Raymond Lulle guérit, et à peine eut-il recouvré l’usage de ses forces qu’il monta sur le premier vaisseau dont la direction s’accordait avec ses desseins et débarqua à Tunis avec tous les livres qu’il avait composés dans l’intention de combattre et de ruiner les doctrines de l’islamisme. Son premier soin dans cette ville fut de chercher les hommes les plus savans dans la loi de Mahomet pour discuter avec eux, les convaincre de la vérité de la religion chrétienne, et former par ce moyen un noyau de disciples qui pussent l’aider à répandre les vérités qu’il apportait. Les auteurs du temps affirment qu’il réussit d’abord merveilleusement dans cette entreprise. Ce qui est hors de doute, c’est qu’indépendamment de la liberté qu’on lui accorda de faire ses prédications, il trouva encore assez de loisir et de tranquillité pour composer à Tunis sa Table générale des Sciences. Mais ce calme ne dura pas très long-temps, et sa mission fut tout à coup interrompue par les accusations que l’on porta au roi de Tunis contre lui. Sitôt que ce souverain sut que Raymond Lulle n’avait entrepris rien moins que de détourner le peuple du culte de Mahomet, il fit jeter le prédicateur en prison, puis le condamna à mort. En cette circonstance, Raymond Lulle ne dut son salut qu’à l’estime extraordinaire qu’un prêtre arabe faisait de lui à cause de son grand savoir et de la générosité de son caractère. Par ses intercessions et à force de prières, ce prêtre obtint du roi de Tunis une commutation de peine en faveur du condamné. Raymond Lulle reçut l’ordre de quitter Tunis immédiatement, avec défense d’y reparaître jamais sous peine de la mort. Il sortit de la ville, environné d’une populace qui faillit rendre la clémence du souverain inutile, car les femmes et les enfans furent sur le point de le lapider en le chassant de Tunis.

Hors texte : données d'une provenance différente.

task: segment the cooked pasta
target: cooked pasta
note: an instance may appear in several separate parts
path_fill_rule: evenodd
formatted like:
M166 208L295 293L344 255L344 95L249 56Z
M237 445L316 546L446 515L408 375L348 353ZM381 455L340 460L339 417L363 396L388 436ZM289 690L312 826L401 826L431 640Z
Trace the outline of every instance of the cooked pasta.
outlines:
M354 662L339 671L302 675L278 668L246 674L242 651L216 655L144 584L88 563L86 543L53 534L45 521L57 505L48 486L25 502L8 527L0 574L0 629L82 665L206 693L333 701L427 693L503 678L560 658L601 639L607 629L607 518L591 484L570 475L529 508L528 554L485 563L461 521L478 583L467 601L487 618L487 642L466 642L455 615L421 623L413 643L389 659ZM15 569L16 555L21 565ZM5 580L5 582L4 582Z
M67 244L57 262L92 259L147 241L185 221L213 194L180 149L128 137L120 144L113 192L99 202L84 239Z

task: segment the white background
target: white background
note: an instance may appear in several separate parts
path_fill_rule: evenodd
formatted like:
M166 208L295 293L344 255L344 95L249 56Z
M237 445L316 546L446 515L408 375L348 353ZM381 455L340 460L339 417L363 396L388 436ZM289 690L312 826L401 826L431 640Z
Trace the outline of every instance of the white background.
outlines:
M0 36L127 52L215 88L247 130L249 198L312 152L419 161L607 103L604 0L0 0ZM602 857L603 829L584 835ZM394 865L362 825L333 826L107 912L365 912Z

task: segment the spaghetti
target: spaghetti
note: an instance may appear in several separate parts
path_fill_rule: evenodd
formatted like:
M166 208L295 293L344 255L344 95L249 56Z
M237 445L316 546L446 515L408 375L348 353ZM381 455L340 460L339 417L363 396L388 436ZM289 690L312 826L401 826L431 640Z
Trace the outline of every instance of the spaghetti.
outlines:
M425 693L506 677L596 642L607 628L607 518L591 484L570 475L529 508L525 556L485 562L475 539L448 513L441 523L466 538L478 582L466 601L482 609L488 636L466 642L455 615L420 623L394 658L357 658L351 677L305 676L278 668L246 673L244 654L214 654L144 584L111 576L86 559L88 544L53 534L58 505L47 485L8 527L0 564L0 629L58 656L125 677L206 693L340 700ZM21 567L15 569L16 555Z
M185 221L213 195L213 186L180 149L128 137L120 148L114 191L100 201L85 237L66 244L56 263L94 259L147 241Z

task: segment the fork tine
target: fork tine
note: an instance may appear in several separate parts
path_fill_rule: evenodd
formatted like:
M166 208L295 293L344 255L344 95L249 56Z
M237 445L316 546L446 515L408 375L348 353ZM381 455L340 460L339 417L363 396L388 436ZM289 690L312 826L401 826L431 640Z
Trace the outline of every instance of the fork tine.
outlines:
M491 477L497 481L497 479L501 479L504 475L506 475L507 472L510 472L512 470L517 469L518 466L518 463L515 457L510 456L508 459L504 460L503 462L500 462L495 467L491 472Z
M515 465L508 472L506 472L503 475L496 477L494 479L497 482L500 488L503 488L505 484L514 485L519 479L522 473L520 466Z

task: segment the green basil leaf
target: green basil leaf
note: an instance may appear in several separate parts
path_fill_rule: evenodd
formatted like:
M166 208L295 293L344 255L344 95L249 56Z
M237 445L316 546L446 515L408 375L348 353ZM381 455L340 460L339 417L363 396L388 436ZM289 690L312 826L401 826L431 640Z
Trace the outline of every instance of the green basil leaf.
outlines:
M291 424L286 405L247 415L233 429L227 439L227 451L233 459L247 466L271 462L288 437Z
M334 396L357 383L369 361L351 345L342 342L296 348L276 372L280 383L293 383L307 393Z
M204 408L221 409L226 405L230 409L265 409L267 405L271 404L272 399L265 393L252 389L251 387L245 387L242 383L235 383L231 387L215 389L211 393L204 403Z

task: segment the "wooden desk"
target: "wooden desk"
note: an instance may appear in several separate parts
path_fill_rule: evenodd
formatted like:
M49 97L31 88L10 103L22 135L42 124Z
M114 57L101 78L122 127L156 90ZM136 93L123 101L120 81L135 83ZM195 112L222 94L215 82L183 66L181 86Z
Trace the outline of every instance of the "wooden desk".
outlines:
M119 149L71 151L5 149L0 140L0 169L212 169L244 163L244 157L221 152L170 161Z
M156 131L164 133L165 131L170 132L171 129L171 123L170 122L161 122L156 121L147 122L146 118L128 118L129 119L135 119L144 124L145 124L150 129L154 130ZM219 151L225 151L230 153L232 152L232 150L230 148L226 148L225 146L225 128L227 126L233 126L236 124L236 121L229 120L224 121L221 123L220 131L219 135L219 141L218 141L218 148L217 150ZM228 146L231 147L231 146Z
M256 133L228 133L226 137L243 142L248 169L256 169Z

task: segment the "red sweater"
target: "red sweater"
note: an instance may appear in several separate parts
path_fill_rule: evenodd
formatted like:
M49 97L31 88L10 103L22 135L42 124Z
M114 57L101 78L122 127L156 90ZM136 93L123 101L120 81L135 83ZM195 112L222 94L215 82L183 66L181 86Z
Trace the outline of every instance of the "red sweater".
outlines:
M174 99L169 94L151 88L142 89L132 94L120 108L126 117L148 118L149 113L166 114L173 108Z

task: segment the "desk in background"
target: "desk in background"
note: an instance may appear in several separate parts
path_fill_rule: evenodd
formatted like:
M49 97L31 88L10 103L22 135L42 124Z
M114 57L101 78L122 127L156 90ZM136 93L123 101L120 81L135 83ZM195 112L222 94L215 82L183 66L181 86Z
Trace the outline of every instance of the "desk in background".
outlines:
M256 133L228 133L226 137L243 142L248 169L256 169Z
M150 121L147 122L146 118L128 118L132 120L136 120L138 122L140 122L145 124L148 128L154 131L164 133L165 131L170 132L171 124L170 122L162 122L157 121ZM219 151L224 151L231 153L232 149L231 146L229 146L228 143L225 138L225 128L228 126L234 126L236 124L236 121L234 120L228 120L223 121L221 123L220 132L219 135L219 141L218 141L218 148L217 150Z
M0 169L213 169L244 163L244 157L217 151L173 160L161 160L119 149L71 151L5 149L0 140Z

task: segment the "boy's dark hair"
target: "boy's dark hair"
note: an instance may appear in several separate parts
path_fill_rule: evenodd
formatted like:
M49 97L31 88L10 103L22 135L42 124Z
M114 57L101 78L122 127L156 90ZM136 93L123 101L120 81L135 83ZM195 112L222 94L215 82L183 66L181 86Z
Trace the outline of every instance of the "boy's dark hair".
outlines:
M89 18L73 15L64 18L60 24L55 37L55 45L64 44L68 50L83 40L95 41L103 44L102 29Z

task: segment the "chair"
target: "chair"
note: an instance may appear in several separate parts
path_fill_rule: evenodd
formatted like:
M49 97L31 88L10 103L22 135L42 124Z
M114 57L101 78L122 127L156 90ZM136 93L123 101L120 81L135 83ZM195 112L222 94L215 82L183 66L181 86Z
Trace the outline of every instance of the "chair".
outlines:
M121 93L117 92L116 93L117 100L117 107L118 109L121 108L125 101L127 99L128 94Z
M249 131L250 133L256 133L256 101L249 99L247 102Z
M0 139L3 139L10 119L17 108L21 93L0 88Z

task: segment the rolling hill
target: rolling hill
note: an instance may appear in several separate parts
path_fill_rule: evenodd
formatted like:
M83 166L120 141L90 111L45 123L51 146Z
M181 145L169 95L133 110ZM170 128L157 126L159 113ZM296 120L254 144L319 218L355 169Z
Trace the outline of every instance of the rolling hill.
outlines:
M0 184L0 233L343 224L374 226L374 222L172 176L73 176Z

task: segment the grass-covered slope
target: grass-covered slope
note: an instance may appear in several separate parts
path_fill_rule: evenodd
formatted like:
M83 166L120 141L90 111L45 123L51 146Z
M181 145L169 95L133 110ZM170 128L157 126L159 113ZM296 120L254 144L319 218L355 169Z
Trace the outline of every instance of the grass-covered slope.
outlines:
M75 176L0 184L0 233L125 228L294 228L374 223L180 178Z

On était alors en 1292, et Raymond Lulle, dans sa cinquante-septième année, avait atteint un âge où le corps et l’esprit de la plupart des hommes deviennent ordinairement paresseux et stériles. Cependant, grace à l’énergie de son ame, et, il faut bien le supposer, à la force de son tempérament, ce ne fut qu’à dater de cette époque qu’il entra réellement dans la double carrière de missionnaire et de savant qu’il parcourut toujours avec tant de courage, et souvent avec supériorité.